Several methodological limitations need to be considered for the interpretation of the results of this study. First, the numbers of participants in the different subgroups are rather small. Second, there were a higher number of male risk haplotype carriers. As the genotype effect in the BD group was more pronounced in the female patients, the influence of the risk genotype could be interacting with sex. Larger samples to study this effect are needed. The third limitation is the issue of multiple testing. For this study, the sole primary hypothesis was that the DGKH GAT haplotype affected relative amygdala volume. All other analyses, especially on the single DGKH SNPs, were of secondary interest. For this reason, no Bonferroni adjustment of the type I error probability was applied although other analyses than presented here were performed on the same data set [47]. An adjustment of the error probability would decrease the test power, thereby precluding identification of existing mean differences (i.e., type-II error).

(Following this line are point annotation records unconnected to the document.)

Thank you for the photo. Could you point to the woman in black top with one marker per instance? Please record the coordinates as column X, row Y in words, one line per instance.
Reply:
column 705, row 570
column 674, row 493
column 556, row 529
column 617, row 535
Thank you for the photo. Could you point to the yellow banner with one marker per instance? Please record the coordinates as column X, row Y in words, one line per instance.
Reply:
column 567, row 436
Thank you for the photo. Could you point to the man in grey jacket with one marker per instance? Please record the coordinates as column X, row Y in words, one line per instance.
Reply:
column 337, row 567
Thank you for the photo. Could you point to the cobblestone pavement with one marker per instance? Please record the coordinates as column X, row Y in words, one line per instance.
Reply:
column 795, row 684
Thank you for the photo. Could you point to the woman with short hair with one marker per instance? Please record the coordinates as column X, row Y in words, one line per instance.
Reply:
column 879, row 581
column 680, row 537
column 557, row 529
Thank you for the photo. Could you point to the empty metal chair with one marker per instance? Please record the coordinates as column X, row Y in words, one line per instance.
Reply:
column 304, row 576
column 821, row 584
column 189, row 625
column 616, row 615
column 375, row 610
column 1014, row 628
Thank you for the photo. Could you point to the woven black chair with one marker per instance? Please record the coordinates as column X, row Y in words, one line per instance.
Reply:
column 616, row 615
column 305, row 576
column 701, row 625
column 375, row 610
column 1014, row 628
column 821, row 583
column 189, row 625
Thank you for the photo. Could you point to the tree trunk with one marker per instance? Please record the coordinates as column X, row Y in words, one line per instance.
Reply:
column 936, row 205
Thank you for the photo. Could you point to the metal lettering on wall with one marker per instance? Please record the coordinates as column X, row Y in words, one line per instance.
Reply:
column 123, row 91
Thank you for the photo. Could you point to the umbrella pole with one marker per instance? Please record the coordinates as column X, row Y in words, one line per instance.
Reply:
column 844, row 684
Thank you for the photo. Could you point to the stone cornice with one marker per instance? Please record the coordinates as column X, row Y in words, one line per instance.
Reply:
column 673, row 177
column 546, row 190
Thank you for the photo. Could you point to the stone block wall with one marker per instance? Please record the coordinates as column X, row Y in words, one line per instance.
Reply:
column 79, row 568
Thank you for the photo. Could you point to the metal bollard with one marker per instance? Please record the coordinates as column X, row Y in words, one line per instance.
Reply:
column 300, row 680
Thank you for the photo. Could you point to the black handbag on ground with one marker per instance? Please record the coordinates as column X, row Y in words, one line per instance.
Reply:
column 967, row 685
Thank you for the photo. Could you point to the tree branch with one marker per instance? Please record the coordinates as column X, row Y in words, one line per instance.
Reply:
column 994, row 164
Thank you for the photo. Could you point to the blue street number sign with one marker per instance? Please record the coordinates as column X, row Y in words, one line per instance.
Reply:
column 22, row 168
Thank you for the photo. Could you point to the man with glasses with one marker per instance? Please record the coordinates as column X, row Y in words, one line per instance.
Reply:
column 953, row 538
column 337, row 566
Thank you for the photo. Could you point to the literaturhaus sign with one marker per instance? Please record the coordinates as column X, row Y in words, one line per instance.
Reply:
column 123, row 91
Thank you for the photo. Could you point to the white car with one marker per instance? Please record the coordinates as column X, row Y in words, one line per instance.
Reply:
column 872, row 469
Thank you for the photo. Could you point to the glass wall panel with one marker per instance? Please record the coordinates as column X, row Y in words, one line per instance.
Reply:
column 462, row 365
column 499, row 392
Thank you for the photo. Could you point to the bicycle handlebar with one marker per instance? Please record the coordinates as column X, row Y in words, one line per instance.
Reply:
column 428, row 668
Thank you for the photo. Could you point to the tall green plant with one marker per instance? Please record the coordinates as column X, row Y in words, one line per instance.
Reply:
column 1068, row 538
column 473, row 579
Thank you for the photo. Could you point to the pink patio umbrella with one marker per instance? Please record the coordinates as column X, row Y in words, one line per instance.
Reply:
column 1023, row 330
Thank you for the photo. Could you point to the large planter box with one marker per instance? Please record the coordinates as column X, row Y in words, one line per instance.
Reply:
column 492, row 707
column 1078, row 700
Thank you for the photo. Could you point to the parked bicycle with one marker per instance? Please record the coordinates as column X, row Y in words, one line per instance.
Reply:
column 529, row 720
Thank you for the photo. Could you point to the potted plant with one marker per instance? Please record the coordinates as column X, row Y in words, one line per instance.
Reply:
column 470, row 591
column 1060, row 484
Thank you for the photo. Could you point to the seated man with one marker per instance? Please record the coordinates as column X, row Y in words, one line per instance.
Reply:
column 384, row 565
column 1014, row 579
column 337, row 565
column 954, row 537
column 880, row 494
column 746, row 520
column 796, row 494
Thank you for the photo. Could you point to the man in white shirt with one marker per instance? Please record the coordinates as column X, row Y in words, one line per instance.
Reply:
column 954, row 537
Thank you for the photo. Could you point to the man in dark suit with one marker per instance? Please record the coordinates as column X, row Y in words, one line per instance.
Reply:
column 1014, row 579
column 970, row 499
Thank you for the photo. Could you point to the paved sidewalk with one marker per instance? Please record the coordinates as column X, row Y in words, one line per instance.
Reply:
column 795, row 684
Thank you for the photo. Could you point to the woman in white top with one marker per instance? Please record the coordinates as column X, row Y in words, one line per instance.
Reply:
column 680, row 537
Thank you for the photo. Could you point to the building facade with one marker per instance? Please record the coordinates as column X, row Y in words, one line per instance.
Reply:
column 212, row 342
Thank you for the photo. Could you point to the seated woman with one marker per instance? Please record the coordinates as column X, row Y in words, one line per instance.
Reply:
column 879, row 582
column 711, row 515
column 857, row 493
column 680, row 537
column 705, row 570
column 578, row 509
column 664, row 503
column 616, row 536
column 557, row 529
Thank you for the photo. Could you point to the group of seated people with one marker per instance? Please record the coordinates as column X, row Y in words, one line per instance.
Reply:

Due to the explorative study design, the findings presented here should thus be considered an entry point for further investigations. Further studies incorporating larger samples including drug-naïve and adolescent patients will help to verify our findings.

In summary, this work demonstrates a specific effect of a DGKH haplotype on amygdala volume in BD and therefore supports the role of the DGKH gene in the pathogenesis of this disease. As lithium medication also leads to increase in amygdala volumes, alterations in PKC signaling could be hypothesized to be the common molecular basis of the influence of the genetic variant and lithium medication. Further research regarding the molecular consequences of DGKH gene variants, eventually leading to alterations in brain volumes, is thus warranted.